I spend plenty of time talking about newbies. They are nervous at first, get a little direction and come out of the range all excited and buzzing. We gun people, know the feeling, or, if we don’t remember our first time, we’ve seen those folks at the range. But, believe it or not, not everyone catches the bug! (I know, I was shocked too!)
My best-ee is a big tough guy, who runs a construction company. He’s never been particularly interested in guns, though he’s not anti-gun either. Over the past two years of supportively listening to my firearms talk, he’s never come to the range with me. And then, this week, while meeting a new client, he was convinced to pull the trigger.
He called me afterword, but his excitement wasn’t for the act of shooting, it was just to share his milestone, with his firearm-loving friend. Worried that someone had given him a poor introduction, I asked what he’d shot first,
“The MP5.” I was horrified! And I told him so.

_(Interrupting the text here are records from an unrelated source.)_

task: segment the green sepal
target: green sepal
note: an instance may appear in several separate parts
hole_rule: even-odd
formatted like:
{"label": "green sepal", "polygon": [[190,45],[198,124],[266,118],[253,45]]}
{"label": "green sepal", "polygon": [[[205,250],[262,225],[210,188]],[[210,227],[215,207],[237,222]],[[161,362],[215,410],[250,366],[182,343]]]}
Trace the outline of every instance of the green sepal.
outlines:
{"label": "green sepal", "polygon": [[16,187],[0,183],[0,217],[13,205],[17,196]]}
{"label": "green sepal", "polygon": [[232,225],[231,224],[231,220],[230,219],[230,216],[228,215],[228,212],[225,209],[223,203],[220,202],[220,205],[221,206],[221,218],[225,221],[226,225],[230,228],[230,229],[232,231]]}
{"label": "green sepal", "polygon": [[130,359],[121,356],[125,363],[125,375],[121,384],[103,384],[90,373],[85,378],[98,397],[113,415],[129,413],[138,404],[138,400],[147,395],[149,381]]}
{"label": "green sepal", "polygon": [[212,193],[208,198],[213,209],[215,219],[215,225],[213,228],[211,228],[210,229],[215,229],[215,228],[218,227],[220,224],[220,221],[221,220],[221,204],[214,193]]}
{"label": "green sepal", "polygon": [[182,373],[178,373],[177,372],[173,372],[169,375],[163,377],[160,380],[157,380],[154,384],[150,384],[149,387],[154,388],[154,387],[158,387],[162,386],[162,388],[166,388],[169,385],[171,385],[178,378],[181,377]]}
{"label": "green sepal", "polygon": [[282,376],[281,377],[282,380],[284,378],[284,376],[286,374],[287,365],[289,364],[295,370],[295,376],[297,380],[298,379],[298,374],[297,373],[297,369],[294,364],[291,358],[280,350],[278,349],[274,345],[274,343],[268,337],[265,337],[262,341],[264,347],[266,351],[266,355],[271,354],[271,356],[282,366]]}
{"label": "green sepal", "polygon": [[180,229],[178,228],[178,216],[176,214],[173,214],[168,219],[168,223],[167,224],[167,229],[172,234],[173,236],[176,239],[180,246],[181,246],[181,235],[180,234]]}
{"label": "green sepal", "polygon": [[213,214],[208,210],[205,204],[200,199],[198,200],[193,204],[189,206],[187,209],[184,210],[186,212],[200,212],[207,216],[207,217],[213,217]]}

“That’s an awful place to start.” I said, but he stopped me. He said that it actually had less recoil than he was expecting. (And after years of construction sights, the noise really didn’t bother him.) I asked if he was, at all, nervous, but he told me he, genuinely, was not. They had given him a clear explanation of what to do, and were standing by to help. He knew to keep the muzzle pointed in a safe direction, so why should he have cause to be nervous? Then I asked if he was interested in trying any other guns, and he said simply,
“I’ve always thought guns weren’t for me, but I’ll try anything once. Now I did it and bonded with the client at the same time, so… that’s all.”
What went wrong? Isn’t the bug automatic, as long as the newbie has a good, safe time? And then it occurred to me that maybe the joy of shooting is in some people and not in others. It is built into who we are and awakened, not caught at the range, like a disease.
But what trait makes a person, a gun-person?